[HN Gopher] Optimizing Ruby's JSON, Part 1
___________________________________________________________________
Optimizing Ruby's JSON, Part 1
Author : todsacerdoti
Score : 224 points
Date : 2024-12-18 00:08 UTC (22 hours ago)
(HTM) web link (byroot.github.io)
(TXT) w3m dump (byroot.github.io)
| hahahacorn wrote:
| Great read & great work from the author, is there any reason to
| use Oj going forward?
| byroot wrote:
| Author here.
|
| Oj has an extremely large API that I have no intent on
| emulating in the default json gem, things such as "SAJ" (SAX
| style parsing), various escaping schemes etc.
|
| My goal is only to make it unnecessary for the 95% or so use
| case, so yes, Oj will remain useful to some people for a bunch
| of uses cases.
| onli wrote:
| Sax style parsing is a godsend when dealing with large files,
| regardless of json or xml.

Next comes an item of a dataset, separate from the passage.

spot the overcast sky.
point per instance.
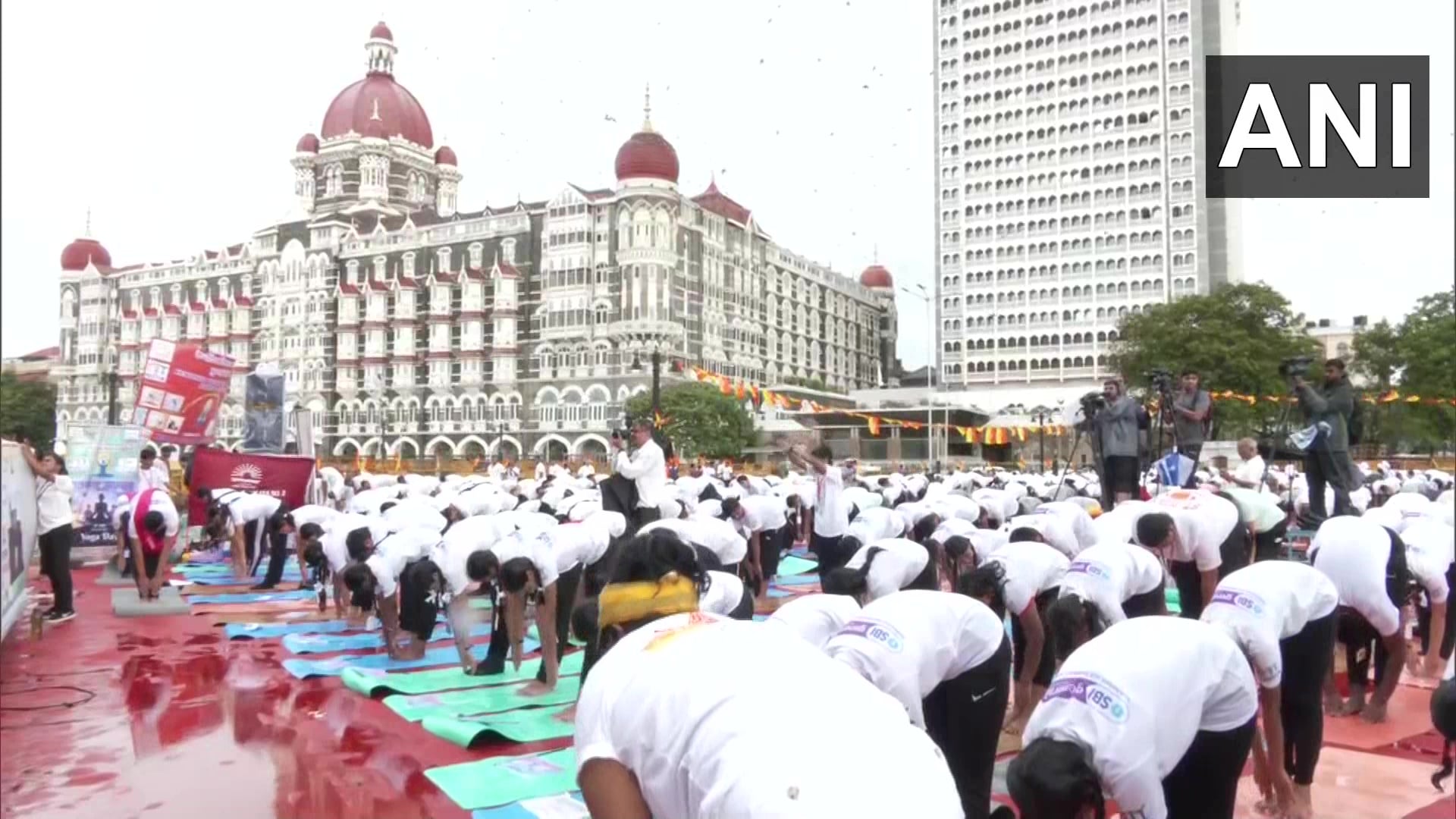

It's indeed what made me switch to
| a different json library in a Ruby project of mine (I'd have
| to look it up, but probably to oj).
| thiago_fm wrote:
| I love byroot's work. I'm always surpised not only by the kind of
| contributions he does but the sheer size of how much he does,
| insane productivity.
|
| Wish he would write more often, I've tried to get into ruby-core
| type of work more than once, but never found something that
| matched my skills so I could positively contribute and after a
| few weeks of no results the motivation would wear off, as it's
| really difficult to have the context he has shared in the
| article, for example.
|
| If more Ruby C people would write more often, I bet there'd be
| more people with the skills that are needed to improve Ruby
| further.
|
| The C profiler advice was great. Maybe I could just get a Ruby
| gem with C code and start playing again on optimizations :-)
| benoittgt wrote:
| There is this great serie of Peter Zhu too.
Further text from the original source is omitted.